Technical Approach
Explore the overall technical approach for GSAFleet.gov, including some of the innovative practices and tools that were leveraged during the move into the FCS cloud ecosystem, including Redshift, Streamsets, GraphQL, and Kinesis.
High-Level Approach
Business Benefit: Reduced technical debt enables faster application O&M and reduces long-term resources requirements.
GSAFleet.gov application uses microservices architecture that follows the Domain Driven Design pattern. These microservices closely align with the business domains and they provide the functionality related to those domains. According to this design pattern, the system is designed so that a particular functional transaction may involve multiple microservices.
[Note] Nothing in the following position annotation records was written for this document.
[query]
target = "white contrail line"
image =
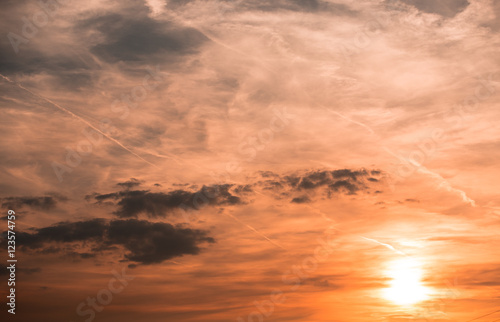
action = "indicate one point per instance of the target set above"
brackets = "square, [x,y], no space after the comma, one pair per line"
[257,232]
[444,182]
[78,118]
[351,120]
[385,245]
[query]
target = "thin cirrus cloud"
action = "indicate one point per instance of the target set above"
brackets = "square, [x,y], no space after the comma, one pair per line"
[365,87]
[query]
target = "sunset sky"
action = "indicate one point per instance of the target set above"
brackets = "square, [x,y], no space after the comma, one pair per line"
[251,160]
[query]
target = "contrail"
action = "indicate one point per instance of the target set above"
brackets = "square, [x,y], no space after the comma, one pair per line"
[78,118]
[385,245]
[444,182]
[257,232]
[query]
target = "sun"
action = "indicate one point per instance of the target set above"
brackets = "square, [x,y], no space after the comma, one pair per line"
[406,285]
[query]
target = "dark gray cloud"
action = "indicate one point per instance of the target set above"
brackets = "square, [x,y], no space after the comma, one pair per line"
[296,5]
[132,203]
[302,199]
[38,203]
[334,182]
[138,37]
[446,8]
[133,182]
[143,241]
[150,243]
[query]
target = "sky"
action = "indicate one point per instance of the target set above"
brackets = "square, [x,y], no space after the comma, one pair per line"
[250,160]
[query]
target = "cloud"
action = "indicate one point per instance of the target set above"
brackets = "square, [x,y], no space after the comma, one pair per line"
[38,203]
[446,8]
[132,203]
[144,242]
[342,181]
[138,37]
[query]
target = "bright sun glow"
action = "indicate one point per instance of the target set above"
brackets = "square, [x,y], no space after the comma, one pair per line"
[406,285]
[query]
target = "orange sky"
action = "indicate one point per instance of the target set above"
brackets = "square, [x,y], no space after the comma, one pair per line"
[289,160]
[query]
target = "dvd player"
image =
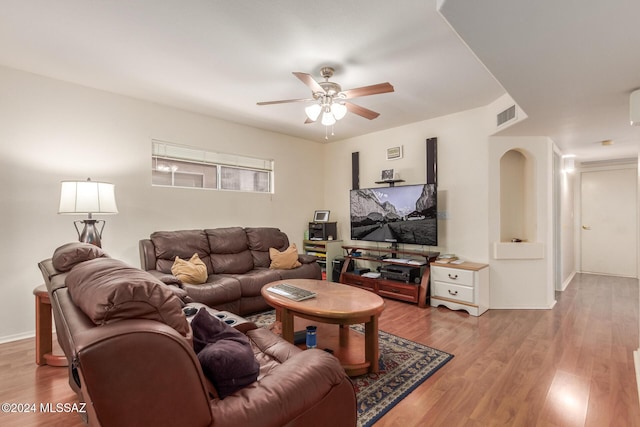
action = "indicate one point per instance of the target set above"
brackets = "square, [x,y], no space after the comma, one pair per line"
[402,273]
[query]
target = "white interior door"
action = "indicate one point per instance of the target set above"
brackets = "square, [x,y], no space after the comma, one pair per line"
[609,221]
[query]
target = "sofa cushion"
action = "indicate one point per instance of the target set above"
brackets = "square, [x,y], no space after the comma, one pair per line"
[285,260]
[170,244]
[225,354]
[191,271]
[229,250]
[261,239]
[70,254]
[108,290]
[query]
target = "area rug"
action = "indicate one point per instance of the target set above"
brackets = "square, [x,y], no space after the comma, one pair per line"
[404,365]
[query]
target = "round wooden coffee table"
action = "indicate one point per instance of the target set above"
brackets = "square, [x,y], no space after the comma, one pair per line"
[334,304]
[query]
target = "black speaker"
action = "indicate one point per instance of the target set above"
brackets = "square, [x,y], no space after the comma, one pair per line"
[337,269]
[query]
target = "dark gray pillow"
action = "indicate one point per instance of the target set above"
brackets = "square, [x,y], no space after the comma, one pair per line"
[224,353]
[70,254]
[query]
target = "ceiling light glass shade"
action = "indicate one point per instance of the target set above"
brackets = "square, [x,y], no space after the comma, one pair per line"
[327,118]
[338,110]
[313,111]
[87,197]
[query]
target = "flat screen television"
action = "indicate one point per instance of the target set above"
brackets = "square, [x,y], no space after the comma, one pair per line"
[404,214]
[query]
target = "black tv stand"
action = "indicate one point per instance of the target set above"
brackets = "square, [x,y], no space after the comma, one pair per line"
[409,292]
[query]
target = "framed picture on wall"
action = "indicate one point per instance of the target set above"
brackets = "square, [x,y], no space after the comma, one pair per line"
[387,175]
[394,153]
[321,216]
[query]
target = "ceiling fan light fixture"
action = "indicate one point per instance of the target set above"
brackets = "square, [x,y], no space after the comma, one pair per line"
[313,111]
[338,110]
[327,118]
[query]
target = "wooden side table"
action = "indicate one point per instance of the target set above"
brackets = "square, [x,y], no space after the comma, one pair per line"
[44,331]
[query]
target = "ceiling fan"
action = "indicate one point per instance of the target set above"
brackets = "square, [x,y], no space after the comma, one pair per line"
[331,101]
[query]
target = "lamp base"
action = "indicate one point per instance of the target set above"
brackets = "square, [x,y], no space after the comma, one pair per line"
[90,232]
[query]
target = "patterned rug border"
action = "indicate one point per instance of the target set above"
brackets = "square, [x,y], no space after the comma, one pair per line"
[376,393]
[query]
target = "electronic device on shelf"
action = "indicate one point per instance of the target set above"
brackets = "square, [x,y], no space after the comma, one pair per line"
[404,214]
[402,273]
[292,292]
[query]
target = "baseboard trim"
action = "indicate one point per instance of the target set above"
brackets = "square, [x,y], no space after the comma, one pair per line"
[566,282]
[17,337]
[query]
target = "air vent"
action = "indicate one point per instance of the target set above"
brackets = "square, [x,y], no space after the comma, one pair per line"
[507,115]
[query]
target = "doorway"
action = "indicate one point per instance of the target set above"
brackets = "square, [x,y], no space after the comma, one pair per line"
[608,230]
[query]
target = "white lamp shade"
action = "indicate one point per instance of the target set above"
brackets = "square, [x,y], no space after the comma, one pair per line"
[87,197]
[313,111]
[338,110]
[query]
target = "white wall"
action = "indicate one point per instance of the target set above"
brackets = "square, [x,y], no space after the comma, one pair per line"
[462,175]
[52,131]
[568,235]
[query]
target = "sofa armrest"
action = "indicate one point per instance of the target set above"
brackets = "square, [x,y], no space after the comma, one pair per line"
[147,254]
[310,388]
[137,372]
[307,259]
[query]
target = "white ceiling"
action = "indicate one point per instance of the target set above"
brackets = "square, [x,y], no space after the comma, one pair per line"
[570,65]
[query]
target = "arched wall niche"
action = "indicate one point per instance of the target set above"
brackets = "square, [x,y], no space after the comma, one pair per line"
[517,196]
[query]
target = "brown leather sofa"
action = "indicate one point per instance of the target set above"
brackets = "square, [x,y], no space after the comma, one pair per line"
[132,360]
[237,261]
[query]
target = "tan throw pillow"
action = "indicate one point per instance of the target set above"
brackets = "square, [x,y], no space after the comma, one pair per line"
[193,271]
[285,260]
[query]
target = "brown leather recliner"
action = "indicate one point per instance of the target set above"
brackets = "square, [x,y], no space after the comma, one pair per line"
[237,261]
[132,361]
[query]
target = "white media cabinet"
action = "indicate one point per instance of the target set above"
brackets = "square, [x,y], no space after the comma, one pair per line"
[460,286]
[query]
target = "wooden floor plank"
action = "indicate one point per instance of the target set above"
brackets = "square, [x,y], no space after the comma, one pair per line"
[569,366]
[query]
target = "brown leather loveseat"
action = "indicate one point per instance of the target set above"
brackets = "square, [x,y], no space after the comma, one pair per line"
[237,261]
[131,355]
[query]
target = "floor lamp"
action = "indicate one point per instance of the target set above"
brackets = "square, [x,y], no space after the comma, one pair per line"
[88,197]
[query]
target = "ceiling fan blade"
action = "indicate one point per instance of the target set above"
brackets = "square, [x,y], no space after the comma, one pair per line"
[361,111]
[368,90]
[309,81]
[283,101]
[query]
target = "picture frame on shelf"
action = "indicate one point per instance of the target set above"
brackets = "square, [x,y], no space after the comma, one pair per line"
[321,216]
[394,153]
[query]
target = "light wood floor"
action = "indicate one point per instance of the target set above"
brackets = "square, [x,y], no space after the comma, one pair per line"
[570,366]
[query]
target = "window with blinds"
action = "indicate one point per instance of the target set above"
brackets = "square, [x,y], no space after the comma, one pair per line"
[185,167]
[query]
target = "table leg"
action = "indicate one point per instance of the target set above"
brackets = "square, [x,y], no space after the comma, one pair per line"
[44,331]
[371,345]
Each microservice that needs any persistent data would maintain its own data storage, independent of the data storages maintained by the other microservices. Each microservice creates, reads, updates and deletes only the data pertaining to it. For example, a customer microservice would only work with the customer metadata (address, etc).

This diagram depicts the overall architecture for GSAFleet, which makes it clear that there are multiple services that working together implement all the functionalities of the system. Each service is relying on its own database.
Innovations
The modernization of GSAFleet.gov has included several innovative practices and tools that may be useful in future modernization efforts. Explore those practices and tools in the sections below.
Innovative Practices
Business Benefit: Enabling both strategic and tactical day-to-day decision making through streamlining and simplifying the process for analyzing and generating reports on transactional data.
Fleet Vehicles serve a wide array of users and functions - from delivery of mail to law enforcement. Hence each class of users/vehicles have unique needs for GSAFleet and its data. A data flow in the current Fleet architecture is shown schematically in the diagram below
Fleet Data Analytics synchronizes transactional data into the cloud based analytical Redshift database which is used as a data source for the reporting dashboards developed in Microstrategy.
The semantic layer structures the data in a form suitable for analytical workload. In addition, the semantic layer defines a common business vocabulary. This is particularly useful because different business units might use the same terms for the different entities. The universal semantic layer ensures everyone is on the same page and avoids confusion when analyzing data.
A sample Microstrategy report is shown below.
Telematics enables Fleet to drive the key business outcomes listed below. For more information on how Fleet is implementing telematics, click here.
Support current fleet and transition to the electric future
- Compare data of fleet’s daily requirements over time to match vehicles with suitable Electric Vehicle (EV) replacements.
- Report on EV battery levels and trends to optimize charging strategies and cut costs and carbon.
Keep everyone safe on the road
- Provide advanced safety features to report on vehicle usage and safety habits, including seat belt use, speeding, harsh acceleration, braking, turning, etc.
- Review driver safety scorecards or receive instant notification when a driver breaks safety rules.
- Reconstruct collision events to investigate safety issues in real-time.
Cut asset procurement and maintenance expenses
- Achieve efficient allocation and utilization of vehicles.
- Reduce procurement costs and ongoing maintenance by using assets more productively.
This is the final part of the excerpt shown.